Tymczasem niektórzy członkowie RPP przebąkują o możliwych obniżkach stóp procentowych jeszcze w tym roku. Chodzi oczywiście o efekt propagandowy przed wyborami. Tak jak politycy PiS sądzą, że dla części wyborców inflacja jest mniejszym złem niż działania antyinflacyjne, oznaczające wzrost kosztów spłaty kredytów, a być może także niewielki wzrost bezrobocia, które skądinąd jest na niskim poziomie. Po raz kolejny okazuje się, że dla części członków RPP ważniejsze są wybory do Sejmu niż dobro gospodarki.
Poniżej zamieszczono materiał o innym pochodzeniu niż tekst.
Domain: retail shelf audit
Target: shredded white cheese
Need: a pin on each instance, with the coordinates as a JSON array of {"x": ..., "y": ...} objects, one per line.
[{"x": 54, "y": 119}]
Polskie i międzynarodowe doświadczenia walki z inflacją pokazują, że mniej kosztowną strategią jest podjęcie działań radykalnych, a nie rozciąganie walki z inflacją w czasie. Im dłużej trwa, tym bardziej ludzie przyzwyczajają się do wysokiej inflacji, która szybko przechodzi w stagflację, to znaczy w połączenie wysokiego wzrostu cen ze stagnacją lub nawet recesją. PiS, rzecz jasna, takiej strategii nie podejmie, bo na krótką metę inflacja pomaga mu w rządzeniu, a długofalowymi skutkami w postaci dalszego spadku stopy inwestycji (inflacja dramatycznie zwiększa ryzyko inwestycyjne) i chaosu w finansach publicznych politycy PiS się nie martwią.